Es antigua y está borrosa, pero cargada de significado. Mis abuelos de novios ayudándose para no caer al río con una complicidad extraordinaria.
Hoy, justo hoy, que tú apareces.
Qué no sé si nos daremos la mano.
Hoy, justo hoy, que la vida es un río.
Hoy.
Carmen Berjano
LETICIA R MENA
LA CÁPSULA DEL TIEMPO
Quién les iba a decir que al final sí cumplirían aquella promesa hecha en los albores de su adultez, el último verano en que fueron los cinco inseparables amigos, dejando atrás los últimos días de adolescencia.
Quién imaginaria que Juan se olvidaría de su melena hippie y sus ideales de paz y amor libre, para vestir a diario de traje y corbata en la sucursal bancaria de la que era director.
El aventurero de Fernando no se quedaba atrás. Había cambiado sus planes de viajar alrededor del mundo y ser un gran explorador, por una plaza de profesor en un instituto. Eso sí, profesor de geografía.
A Marta, su futuro de tener una familia numerosa y ser la perfecta madre perfecta, se le había truncado al cruzarse en su camino Elisa, primero, compañera en el cuerpo de policía, y luego esposa.
José Luis era el que más cerca se había quedado de su sueño: ser un físico lo suficientemente brillante para que lo fichara la NASA. Como hombre del tiempo no le iba nada mal.
Pero la idea de volver a reunirse para cumplir aquel juramento adolescente, con escupitajo en mano antes de estrecharla y maldición lanzada contra quien lo incumpliera incluidos, había sido de Cristina. Cajera en el súper del barrio donde habían crecido todos, y del que ella no se había ido después de terminar la carrera en Bellas Artes. El mundo del arte y del artista no le resultó tan idílico como lo había soñado. Menos aún cuidando de una madre que ya no la recordaba, y tras quedarse viuda en la treintena.

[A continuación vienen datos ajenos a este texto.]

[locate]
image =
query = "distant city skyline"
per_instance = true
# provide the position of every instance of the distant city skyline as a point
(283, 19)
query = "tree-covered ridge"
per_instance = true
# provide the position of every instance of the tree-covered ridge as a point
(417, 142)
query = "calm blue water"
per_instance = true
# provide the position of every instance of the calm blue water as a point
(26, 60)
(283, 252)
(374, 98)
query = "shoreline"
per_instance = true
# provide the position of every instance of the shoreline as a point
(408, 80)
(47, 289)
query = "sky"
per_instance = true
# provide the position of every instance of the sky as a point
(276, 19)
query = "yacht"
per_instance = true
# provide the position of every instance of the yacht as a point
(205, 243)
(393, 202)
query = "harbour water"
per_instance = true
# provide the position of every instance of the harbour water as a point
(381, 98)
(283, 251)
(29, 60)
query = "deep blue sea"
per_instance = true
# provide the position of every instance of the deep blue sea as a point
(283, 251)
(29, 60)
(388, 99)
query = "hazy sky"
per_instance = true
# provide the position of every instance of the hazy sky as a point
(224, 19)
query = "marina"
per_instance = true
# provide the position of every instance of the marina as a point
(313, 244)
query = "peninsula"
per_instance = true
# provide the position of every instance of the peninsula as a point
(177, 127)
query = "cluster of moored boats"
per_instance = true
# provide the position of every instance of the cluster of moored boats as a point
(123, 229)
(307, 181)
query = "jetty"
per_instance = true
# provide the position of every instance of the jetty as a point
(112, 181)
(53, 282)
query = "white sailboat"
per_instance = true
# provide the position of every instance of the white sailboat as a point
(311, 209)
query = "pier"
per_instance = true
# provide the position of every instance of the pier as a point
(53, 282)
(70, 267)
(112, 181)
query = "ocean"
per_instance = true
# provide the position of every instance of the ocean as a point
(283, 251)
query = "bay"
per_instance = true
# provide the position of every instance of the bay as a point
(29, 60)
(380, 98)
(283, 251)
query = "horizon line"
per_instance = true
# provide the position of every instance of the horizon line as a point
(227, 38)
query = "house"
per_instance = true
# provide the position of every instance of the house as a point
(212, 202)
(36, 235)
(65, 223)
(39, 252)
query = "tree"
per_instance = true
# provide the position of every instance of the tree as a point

Así que en cierto modo era su culpa que estuvieran los cinco asomados sobre aquel agujero, cavado hasta oír el golpe seco de la pala contra la superficie metálica de la caja de la cápsula del tiempo.
Lo primero que vieron al abrirla, fue aquella fotografía de ese lejano día de campamento. Esa en la que aparecían los cinco sonrientes, con la desastrosa hoguera improvisada y las tiendas de campaña mal montadas alrededor de fondo. Un día tan lejano en el tiempo que las personas de aquella fotografía parecían extraños invasores de sus cuerpos adolescentes.
Debajo de la fotografía, los restos de los ”cadáveres“ que cada uno había enterrado con el fin de desprenderse de ellos para siempre: secretos, complejos, fantasmas del pasado, viejos disfraces de personas que ya no eran.
Tal vez algo quedara de ellos en algún rincón de ellos mismos.
Tal vez debieran volver a enterrar todos esos fantasmas para que no les atormentaran los remordimientos de las cosas que no habían hecho.
O tal vez debieran recuperar lo que quedara de los cinco de aquella fotografía, y enterrar una nueva cápsula del tiempo.
Podrían meter en ella todo lo que eran ahora, y recuperar un poco, solo un poco, de aquellos días donde eran libres para soñar y no pensar en la realidad de un mundo adulto que, más pronto que tarde, les caería encima con todas sus responsabilidades, rutinas y facturas que pagar acumulándose.
Tal vez podrían volver a recrear aquella fotografía de nuevo.
AXY LINDA
¿Aquella fotografía?
Era una fotografía muy antigua, tal vez de más de cien años. Estaba desgastada por la luz. Él la había adquirido en una tienda de antigüedades; la compró al sentir algo que lo inquietaba y pensó que le serviría de tema para su siguiente novela.
Era una imagen de una pareja. Le intimidaban: ambos tenían una mirada adusta e inquisitiva.
Los imaginaba con un pasado lleno de prohibiciones, de límites y prejuicios; con vidas tormentosas.
Le obsesionaba ese retrato, tal vez porque su propia historia era tan frágil, tan vacía, tan carente de cosas extraordinarias, que deseaba involucrarse en otras vidas…
Ángel teclea el inicio de su novela. Mira de reojo el cuadro, a los personajes de su historia. En ese momento tocan a su puerta.
Nadie en la puerta… Regresa y, todo ha cambiado: muebles viejos, conservadores. En uno de los muros, colgada, la fotografía.
Está a punto de gritar y correr al verse en la imagen, en medio de la pareja, cuando una voz a su espalda lo saca de su turbación:
—Hijito, qué bueno que ya estás aquí…
Gira y frente a él, las dos figuras de la foto.